Il lavoro dell’OIM procederà per approfondimenti successivi, allargando lo sguardo fino ad includere lingue remote geograficamente e culturalmente rispetto all’italiano. Si procederà secondo una disposizione a cerchi concentrici, partendo da grandi lingue di cultura molto vicine all’italiano (castigliano, catalano, portoghese), proseguendo con lingue europee di rilievo culturale per le quali sono già stati censiti gli italianismi o sono in corso ricerche già avviate (ungherese, polacco). In un cerchio successivo andranno aggiunti poi l’albanese, il maltese e il russo oltre a lingue extraeuropee di grande rilievo come l’arabo e il cinese.

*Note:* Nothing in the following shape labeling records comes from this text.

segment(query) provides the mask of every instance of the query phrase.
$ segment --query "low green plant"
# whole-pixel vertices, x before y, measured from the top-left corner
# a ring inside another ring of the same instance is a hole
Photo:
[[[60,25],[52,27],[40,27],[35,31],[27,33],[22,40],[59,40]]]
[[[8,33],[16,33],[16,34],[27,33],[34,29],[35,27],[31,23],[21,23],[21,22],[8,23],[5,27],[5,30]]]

Per rendere più accessibili i dati sulle singole lingue e la valutazione d’insieme sull’apporto dell’italiano verranno offerti prospetti introduttivi che presentino in modo uniforme la storia linguistica di ciascuna lingua, la descrizione lessicografica, il metodo utilizzato per la raccolta, il rapporto con l’Italia, le corrispondenze grafico-fonetiche, la bibliografia specifica.

L’OIM consente di ricavare informazioni di tipo storico-etimologico sulla voce italiana di partenza e di conoscere le caratteristiche principali per ogni lingua in cui il prestito è attestato. In particolare: forma grafica; genere e categoria grammaticale; data d’ingresso; eventuale uscita d’uso; ambito d’uso, attestazioni. Per ogni lingua verranno offerti prospetti introduttivi che descrivano la storia linguistica di ciascuna varietà nella quale è censito l’apporto italiano; la descrizione lessicografica; il metodo per la raccolta degli italianismi; la valutazione d’insieme dei prestiti; le corrispondenze grafico-fonetiche).

La banca dati può essere interrogata per fare ricerche utilizzando criteri diversi: la diffusione geografica dei prestiti, la loro datazione, la circolazione attuale, la presenza di altre lingue di mediazione, l’ambito d’uso, la distanza rispetto al significato originario italiano, ecc.